The expansion of Heathrow Airport will create billions of pounds in growth and generate thousands of jobs across the UK in the early years of Brexit, according to the man charged with driving the airport’s future strategy.
Speaking on the ‘Discussing the story of expansion at Heathrow’ panel at GAD World in Hamburg was Andrew Macmillan, chief strategy officer at Heathrow Airport, and Andy Carlisle, project director portfolio management at investor Ferrovial Airports.
The discussion came less than five months after the UK government gave the green light for Heathrow to push ahead with a £14bn project to build a third runway.

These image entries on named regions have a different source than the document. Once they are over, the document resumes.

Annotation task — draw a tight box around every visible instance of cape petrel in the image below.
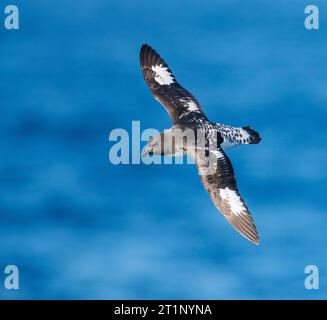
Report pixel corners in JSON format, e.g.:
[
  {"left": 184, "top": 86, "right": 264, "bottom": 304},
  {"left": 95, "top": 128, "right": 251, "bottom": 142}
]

“The political argument around the third runway is done,” Macmillan told the audience. “The real phase now is delivery.”
In terms of timeline, Heathrow now needs to obtain detailed planning consent, which is expected during 2020. It is hoped the new runway will open in 2026.
The third runway should allow for an increase in the number of take-offs and landings at the airport to about 740,000.

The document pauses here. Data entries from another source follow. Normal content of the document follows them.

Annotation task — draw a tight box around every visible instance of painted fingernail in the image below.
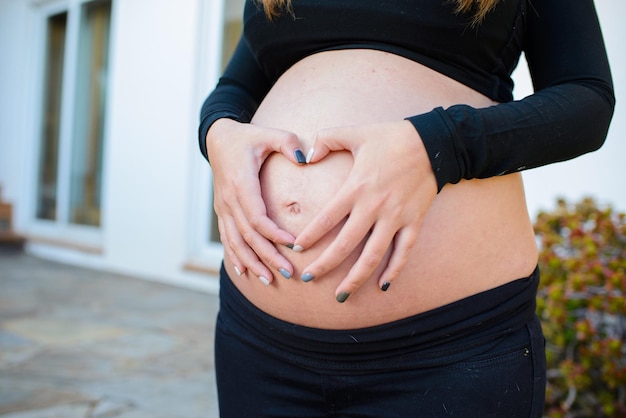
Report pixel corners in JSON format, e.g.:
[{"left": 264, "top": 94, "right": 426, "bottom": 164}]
[
  {"left": 306, "top": 148, "right": 315, "bottom": 164},
  {"left": 300, "top": 273, "right": 315, "bottom": 282},
  {"left": 293, "top": 149, "right": 306, "bottom": 164},
  {"left": 337, "top": 292, "right": 350, "bottom": 303}
]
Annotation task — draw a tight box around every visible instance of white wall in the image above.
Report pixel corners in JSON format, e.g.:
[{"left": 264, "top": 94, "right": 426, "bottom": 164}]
[
  {"left": 0, "top": 0, "right": 29, "bottom": 225},
  {"left": 0, "top": 0, "right": 626, "bottom": 289},
  {"left": 516, "top": 0, "right": 626, "bottom": 216},
  {"left": 103, "top": 0, "right": 198, "bottom": 276}
]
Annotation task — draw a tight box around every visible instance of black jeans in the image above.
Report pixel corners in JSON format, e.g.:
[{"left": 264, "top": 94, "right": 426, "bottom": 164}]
[{"left": 215, "top": 271, "right": 545, "bottom": 418}]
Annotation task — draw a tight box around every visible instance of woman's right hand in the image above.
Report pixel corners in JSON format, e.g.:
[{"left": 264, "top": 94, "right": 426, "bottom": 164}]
[{"left": 206, "top": 118, "right": 304, "bottom": 285}]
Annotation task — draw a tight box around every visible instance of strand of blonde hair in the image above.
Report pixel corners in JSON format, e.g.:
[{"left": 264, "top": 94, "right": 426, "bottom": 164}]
[{"left": 257, "top": 0, "right": 498, "bottom": 25}]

A record-breaking 78 million passengers passed through Heathrow’s terminals in 2017, up more than 3 per cent increase on the previous year’s figure. A total of 1.7 million metric tonnes of cargo passed through the airport during the 12-month period.
However, Heathrow is currently at 98 percent capacity, with flight movements capped at 480,000 per year. OAG Schedules Analyser shows flight movements this year are expected to be more than 479,000, up from 475,585 in 2017.
“We think we should be able to add more movements from the point of planning consent,” Macmillan added. “There is a lot of capacity we can get out of the terminals.”
On Brexit, Macmillan admitted that he hasn’t the “foggiest idea” what the outcome will be, but said Heathrow was preparing contingency plans for every eventuality.
He added that the airport survived the financial crisis a decade ago with only a small dip in passenger numbers and was ready for whatever happens once the UK withdraws from the European Union.
“All we can really do is hope for a pragmatic solution but plan for every eventuality,” Macmillan said.
Andy Carlisle added: “Heathrow has over the years proven itself to be a very resilient asset.”